Since the 1 February 2021 coup d’état in Myanmar, Fortify Rights has documented a variety of international crimes committed by the Myanmar junta, including crimes against humanity and war crimes. On 24 January 2022, Fortify Rights and 16 individual complainants from Myanmar announced the filing of a criminal complaint with the Federal Public Prosecutor General of Germany under the principle of universal jurisdiction against senior Myanmar military generals and others for genocide, war crimes, and crimes against humanity.
Speaking about how atrocities by the Myanmar military forced the three teachers and their students to flee to Thailand, “Naw Htoo Eh Say,” said:
Some of my students went home to their villages during the school holidays. When they returned, their homes were gone. No roofs, no walls, no floors . . . They were destroyed, so the students and their families needed to leave. I was worried an airstrike would hit [our village]. We are near the gunfighting area and can hear everything.
Her colleague “Naw Paw Wah” agreed, saying: “I miss our village. I grew up there. But it’s dangerous. There is fighting there. Thailand is our only safe option.”
Although Thailand is not a state party to the 1951 Refugee Convention or its 1967 protocol, the Convention provides authoritative guidance on refugee protection under international law. Moreover, the principle of non-refoulement, which prohibits the forced return of a person to a country where they may face torture or other forms of ill-treatment, is accepted as binding on all states under international customary law. Section 13 of Thailand’s recently enacted Prevention and Suppression of Torture and Enforced Disappearance Act further affirmed Thailand’s obligation under domestic law to prevent the forced return of “a person to another country where there are substantial grounds for believing that the person would be in danger of torture, cruel, inhuman, or degrading treatment, or enforced disappearance.”
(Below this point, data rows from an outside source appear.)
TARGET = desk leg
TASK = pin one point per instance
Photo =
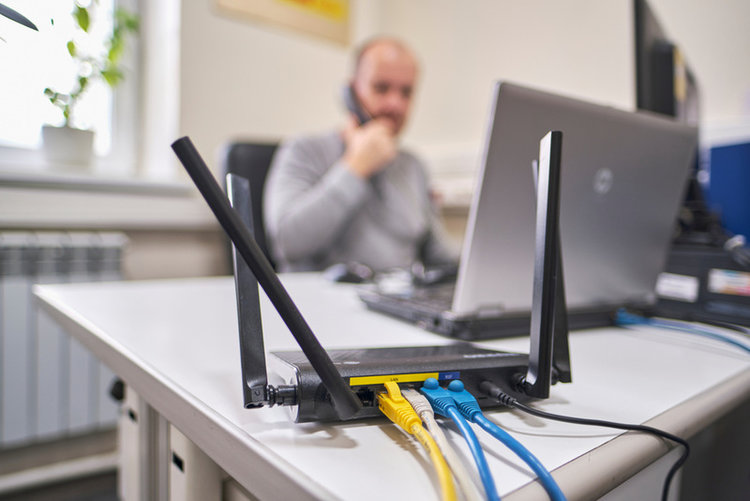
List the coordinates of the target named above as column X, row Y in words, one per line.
column 193, row 476
column 648, row 483
column 143, row 444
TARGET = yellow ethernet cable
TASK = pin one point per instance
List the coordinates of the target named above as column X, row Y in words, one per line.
column 424, row 410
column 398, row 410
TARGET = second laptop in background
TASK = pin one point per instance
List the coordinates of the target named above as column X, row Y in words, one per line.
column 623, row 177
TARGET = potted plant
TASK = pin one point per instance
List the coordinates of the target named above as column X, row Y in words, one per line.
column 67, row 144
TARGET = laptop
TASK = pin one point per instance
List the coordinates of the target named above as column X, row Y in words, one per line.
column 623, row 178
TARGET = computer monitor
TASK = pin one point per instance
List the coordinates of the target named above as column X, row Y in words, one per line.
column 664, row 81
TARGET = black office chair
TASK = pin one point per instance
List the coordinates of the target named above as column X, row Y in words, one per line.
column 251, row 161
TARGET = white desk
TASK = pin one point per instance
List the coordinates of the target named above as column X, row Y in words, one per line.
column 175, row 343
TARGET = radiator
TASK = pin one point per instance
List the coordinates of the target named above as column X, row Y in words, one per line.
column 50, row 385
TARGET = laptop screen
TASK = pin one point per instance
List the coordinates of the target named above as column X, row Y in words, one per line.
column 622, row 180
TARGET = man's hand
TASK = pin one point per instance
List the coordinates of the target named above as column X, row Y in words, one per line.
column 370, row 147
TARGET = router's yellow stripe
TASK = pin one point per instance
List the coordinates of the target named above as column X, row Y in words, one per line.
column 397, row 378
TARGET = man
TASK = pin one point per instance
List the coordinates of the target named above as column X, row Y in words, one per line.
column 353, row 195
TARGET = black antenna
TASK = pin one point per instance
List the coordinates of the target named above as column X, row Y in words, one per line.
column 345, row 401
column 549, row 325
column 255, row 388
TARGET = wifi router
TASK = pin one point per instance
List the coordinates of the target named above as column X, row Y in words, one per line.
column 343, row 384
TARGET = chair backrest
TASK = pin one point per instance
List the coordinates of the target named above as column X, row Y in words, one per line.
column 252, row 161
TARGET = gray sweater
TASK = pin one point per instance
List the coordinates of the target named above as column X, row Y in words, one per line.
column 318, row 213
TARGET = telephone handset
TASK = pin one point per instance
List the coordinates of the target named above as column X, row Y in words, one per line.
column 354, row 106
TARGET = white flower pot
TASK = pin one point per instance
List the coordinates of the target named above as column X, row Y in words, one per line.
column 67, row 147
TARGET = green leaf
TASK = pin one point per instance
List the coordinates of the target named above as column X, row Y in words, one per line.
column 81, row 15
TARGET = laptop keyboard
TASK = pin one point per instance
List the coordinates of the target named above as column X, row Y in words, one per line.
column 436, row 297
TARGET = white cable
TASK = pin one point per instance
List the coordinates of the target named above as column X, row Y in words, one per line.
column 424, row 410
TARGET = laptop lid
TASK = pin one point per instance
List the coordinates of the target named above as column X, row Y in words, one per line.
column 623, row 176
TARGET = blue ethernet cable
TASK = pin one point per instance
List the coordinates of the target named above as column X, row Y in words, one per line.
column 624, row 318
column 443, row 404
column 469, row 408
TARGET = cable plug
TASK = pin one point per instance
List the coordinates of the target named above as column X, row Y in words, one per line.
column 419, row 402
column 465, row 401
column 440, row 399
column 397, row 409
column 494, row 391
column 623, row 317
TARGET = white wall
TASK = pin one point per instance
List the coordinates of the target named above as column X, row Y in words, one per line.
column 240, row 77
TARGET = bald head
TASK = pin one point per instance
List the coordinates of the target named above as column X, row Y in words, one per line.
column 385, row 74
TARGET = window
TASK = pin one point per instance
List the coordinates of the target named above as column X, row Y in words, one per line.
column 32, row 61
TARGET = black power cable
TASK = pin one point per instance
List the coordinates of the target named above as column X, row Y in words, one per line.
column 495, row 392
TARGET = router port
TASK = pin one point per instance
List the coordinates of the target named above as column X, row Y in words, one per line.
column 367, row 397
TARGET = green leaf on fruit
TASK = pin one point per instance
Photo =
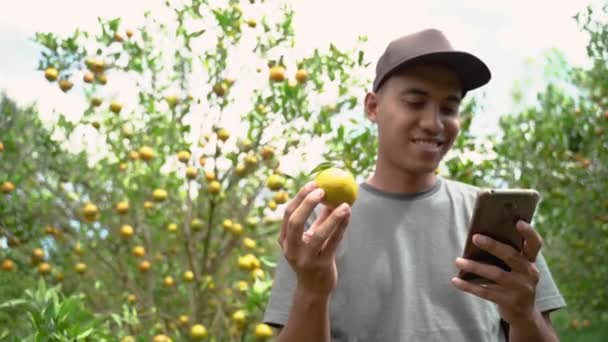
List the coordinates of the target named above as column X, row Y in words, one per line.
column 320, row 167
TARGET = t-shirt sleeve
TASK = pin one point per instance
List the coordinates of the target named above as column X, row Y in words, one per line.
column 548, row 296
column 284, row 284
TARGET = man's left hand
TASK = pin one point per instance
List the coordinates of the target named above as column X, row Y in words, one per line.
column 513, row 291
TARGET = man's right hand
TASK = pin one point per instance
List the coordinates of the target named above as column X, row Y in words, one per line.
column 311, row 254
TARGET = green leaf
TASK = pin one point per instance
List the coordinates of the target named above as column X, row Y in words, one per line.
column 12, row 303
column 320, row 167
column 268, row 262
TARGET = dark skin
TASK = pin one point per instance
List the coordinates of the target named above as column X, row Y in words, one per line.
column 418, row 119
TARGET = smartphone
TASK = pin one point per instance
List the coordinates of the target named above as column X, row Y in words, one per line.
column 495, row 215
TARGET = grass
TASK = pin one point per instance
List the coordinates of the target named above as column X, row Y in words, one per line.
column 570, row 327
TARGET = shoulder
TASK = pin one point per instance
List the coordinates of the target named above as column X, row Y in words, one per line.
column 460, row 188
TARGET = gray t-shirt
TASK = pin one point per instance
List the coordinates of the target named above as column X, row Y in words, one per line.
column 395, row 265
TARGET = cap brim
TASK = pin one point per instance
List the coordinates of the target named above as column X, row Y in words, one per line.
column 472, row 71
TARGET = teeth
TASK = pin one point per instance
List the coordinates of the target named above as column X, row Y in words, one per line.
column 427, row 142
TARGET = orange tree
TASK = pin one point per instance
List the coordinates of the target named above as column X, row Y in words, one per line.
column 559, row 146
column 163, row 195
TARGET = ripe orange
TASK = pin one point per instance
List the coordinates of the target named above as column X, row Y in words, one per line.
column 183, row 156
column 267, row 152
column 51, row 74
column 80, row 267
column 339, row 185
column 88, row 77
column 90, row 212
column 139, row 251
column 44, row 268
column 277, row 74
column 146, row 153
column 301, row 76
column 215, row 187
column 8, row 265
column 115, row 107
column 65, row 85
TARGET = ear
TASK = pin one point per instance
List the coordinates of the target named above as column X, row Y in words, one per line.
column 371, row 106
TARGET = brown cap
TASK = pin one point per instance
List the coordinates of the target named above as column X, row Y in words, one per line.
column 431, row 46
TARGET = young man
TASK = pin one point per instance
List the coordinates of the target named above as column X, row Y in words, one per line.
column 384, row 269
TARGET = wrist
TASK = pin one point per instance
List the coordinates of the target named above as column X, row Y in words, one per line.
column 532, row 320
column 311, row 296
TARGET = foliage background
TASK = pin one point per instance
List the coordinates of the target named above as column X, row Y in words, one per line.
column 181, row 100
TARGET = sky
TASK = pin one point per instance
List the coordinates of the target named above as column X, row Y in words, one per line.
column 510, row 36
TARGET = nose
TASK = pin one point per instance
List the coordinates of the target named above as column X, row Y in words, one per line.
column 430, row 121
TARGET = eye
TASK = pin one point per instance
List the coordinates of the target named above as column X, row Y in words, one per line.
column 416, row 105
column 449, row 110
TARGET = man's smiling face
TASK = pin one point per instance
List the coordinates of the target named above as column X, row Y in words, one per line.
column 417, row 113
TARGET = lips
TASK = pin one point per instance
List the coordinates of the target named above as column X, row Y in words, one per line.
column 429, row 145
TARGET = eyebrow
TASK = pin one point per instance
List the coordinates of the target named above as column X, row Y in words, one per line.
column 421, row 92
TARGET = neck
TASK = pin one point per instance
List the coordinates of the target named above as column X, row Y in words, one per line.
column 396, row 180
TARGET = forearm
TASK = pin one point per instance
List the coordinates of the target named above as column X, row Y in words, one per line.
column 537, row 328
column 308, row 319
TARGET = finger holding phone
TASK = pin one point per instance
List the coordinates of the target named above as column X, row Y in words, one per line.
column 513, row 291
column 498, row 263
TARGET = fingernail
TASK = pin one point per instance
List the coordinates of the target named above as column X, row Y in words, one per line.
column 310, row 186
column 318, row 193
column 343, row 209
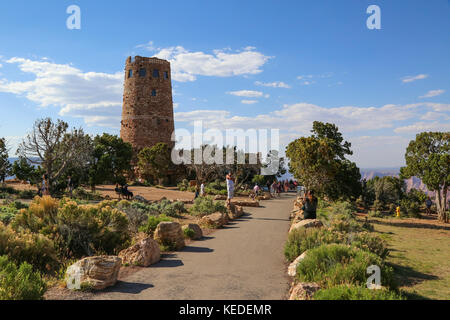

Thailand is also a signatory to the Convention on the Rights of the Child. Article 3 of the CRC states that, “In all actions concerning children . . . the best interests of the child shall be a primary consideration.” This provision is echoed in Section 22 of Thailand’s Child Protection Act.
“Thailand has made laws, policies, and commitments to protect refugees, but these commitments are meaningless without action,” said Amy Smith. “It is time for Thailand to translate its commitments on paper into genuine protections for refugees.”